The velocity of a diver just before hitting the water is -8.4 m/s, where the minus sign indicates that her motion is directly downward. What is her displacement during the last 0.82 s of the dive?
This problem with different numbers has been done on here before, but when i followed the steps i did not get a correct answer
To determine the displacement of the diver during the last 0.82 seconds of the dive, we can use the equation of motion:
displacement = initial velocity × time + (1/2) × acceleration × time^2
Given:
Initial velocity (u) = -8.4 m/s (downward)
Time (t) = 0.82 s
Acceleration (a) is not provided in the question, but we can assume that the acceleration is due to gravity, which is approximately constant at -9.8 m/s^2 (downward).

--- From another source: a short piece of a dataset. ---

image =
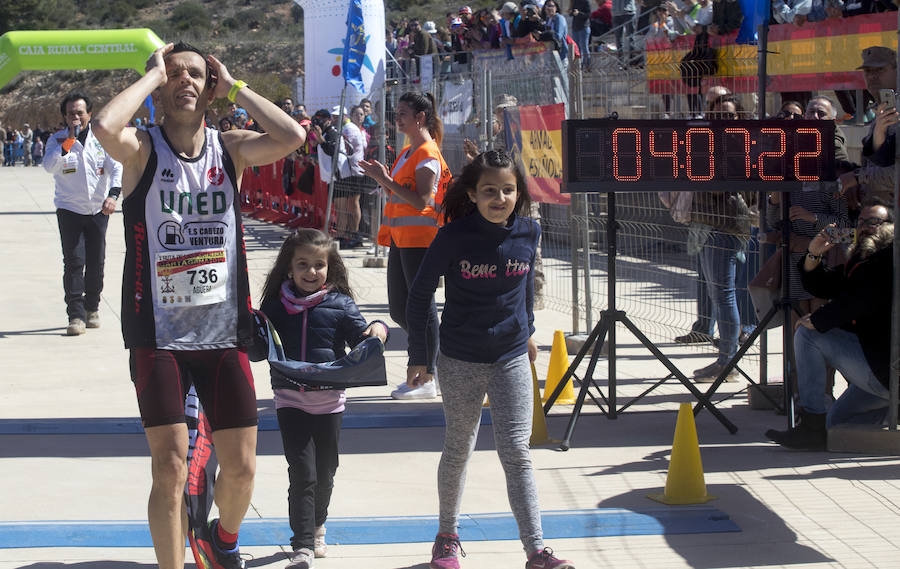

Since the motion is directly downward, we can take acceleration as negative.
Now, let's plug in the values into the equation:
displacement = -8.4 m/s × 0.82 s + (1/2)(-9.8 m/s^2)(0.82 s)^2
Calculating further:
displacement = -6.888 m + (1/2) × -9.8 m/s^2 × (0.6724 s^2)
displacement = -6.888 m - 3.308 m
displacement = -10.196 m
The displacement of the diver during the last 0.82 seconds of the dive is approximately -10.2 m (downward).
If you didn't get the correct answer when following the steps, please double-check the calculations and ensure that you have used the correct values for the initial velocity, time, and acceleration.